Dribbling…

It happened again!

I’ve checked my visage and there is absolutely nothing missing, no nick, no snag, no lost jig saw part…

No piercings even!

Yet somehow my anatomy lets me down just as I’m dashing off somewhere.

I dutifully freshen my breath so I am pleasant to stand next to and there it is.

The toothpaste drool straight down my pretty red jumper (sweater for my American readers).

No disguising it by wearing a jacket all during the meeting, besides, what’s the point of wearing my pretty red jumper underneath something?

My mother was right!

“Always put a towel around your neck while brushing your teeth Vivienne,” then she’d rub furiously at the droplets of toothpaste on my shirt, which was white, and my tie, which was striped.  I was oblivious to her ministrations, the damage didn’t show at all to a fashion ingenue of eight.

That I remember her words now, lots and lots of years later, is an indication that I had heard her but did not listen.

That I am standing surveying the steadily drying trail of pepperminty drool imprinting on my pretty red sweater is evidence that I also did not act on her directive.

She, as all mothers before and after her, knew something I didn’t about one of the genes she had haplessly bequeathed me.

A furious rubbing of the damned spot is futile.  The wetter it becomes, the more froth is generated.

However, hope springs eternal especially when it’s in a wild frenzy to be somewhere and the pretty red wooly is a wardrobe must.

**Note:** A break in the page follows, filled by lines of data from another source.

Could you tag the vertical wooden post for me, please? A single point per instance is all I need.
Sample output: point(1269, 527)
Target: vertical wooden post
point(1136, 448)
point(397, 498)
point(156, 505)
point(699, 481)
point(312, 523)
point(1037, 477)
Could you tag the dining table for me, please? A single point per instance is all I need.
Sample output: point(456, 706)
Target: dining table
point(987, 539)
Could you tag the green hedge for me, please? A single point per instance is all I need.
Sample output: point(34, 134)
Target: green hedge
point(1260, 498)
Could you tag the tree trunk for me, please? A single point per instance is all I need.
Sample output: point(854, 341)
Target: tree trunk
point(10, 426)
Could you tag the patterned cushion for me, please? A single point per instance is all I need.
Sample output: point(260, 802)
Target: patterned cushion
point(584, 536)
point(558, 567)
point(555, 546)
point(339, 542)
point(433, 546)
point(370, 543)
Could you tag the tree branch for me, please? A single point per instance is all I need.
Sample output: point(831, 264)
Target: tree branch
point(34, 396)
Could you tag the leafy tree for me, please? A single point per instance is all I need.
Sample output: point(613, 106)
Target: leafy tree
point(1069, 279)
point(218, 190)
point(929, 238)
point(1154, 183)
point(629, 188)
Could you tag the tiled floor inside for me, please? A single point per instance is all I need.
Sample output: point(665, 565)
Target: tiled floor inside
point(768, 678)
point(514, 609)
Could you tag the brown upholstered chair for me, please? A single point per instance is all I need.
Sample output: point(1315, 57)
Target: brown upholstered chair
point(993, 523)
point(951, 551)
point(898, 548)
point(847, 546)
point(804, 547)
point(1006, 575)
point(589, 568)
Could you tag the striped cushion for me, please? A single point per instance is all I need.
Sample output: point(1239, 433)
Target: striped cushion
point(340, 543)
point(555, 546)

The water dilution works its treachery and the white dribbles subside.  I slip on my jacket imagining that this time, when it dries, the pretty red wool will prevail.

With a wet chest I feel like a new lactating Mum who hasn’t discovered nursing pads yet, but I am confident that the dousing worked its magic this time.

At the last minute I grab an all encompassing scarf to loop and drape casually around my lovely throat and leave it hanging in soft folds over my jacket.

When I arrive I remove my jacket in the hallway where thankfully there is a mirror.  I discreetly check my front before entering the room.

There it is, a white swath wending its startlingly bright little way towards my naval.

I envelope myself with the scarf.

“I know,” I say to my Mum in my head,

“toothpaste is impossible to spot remove.”

Your day will come pretty red jumper but not before a trip to the washing machine.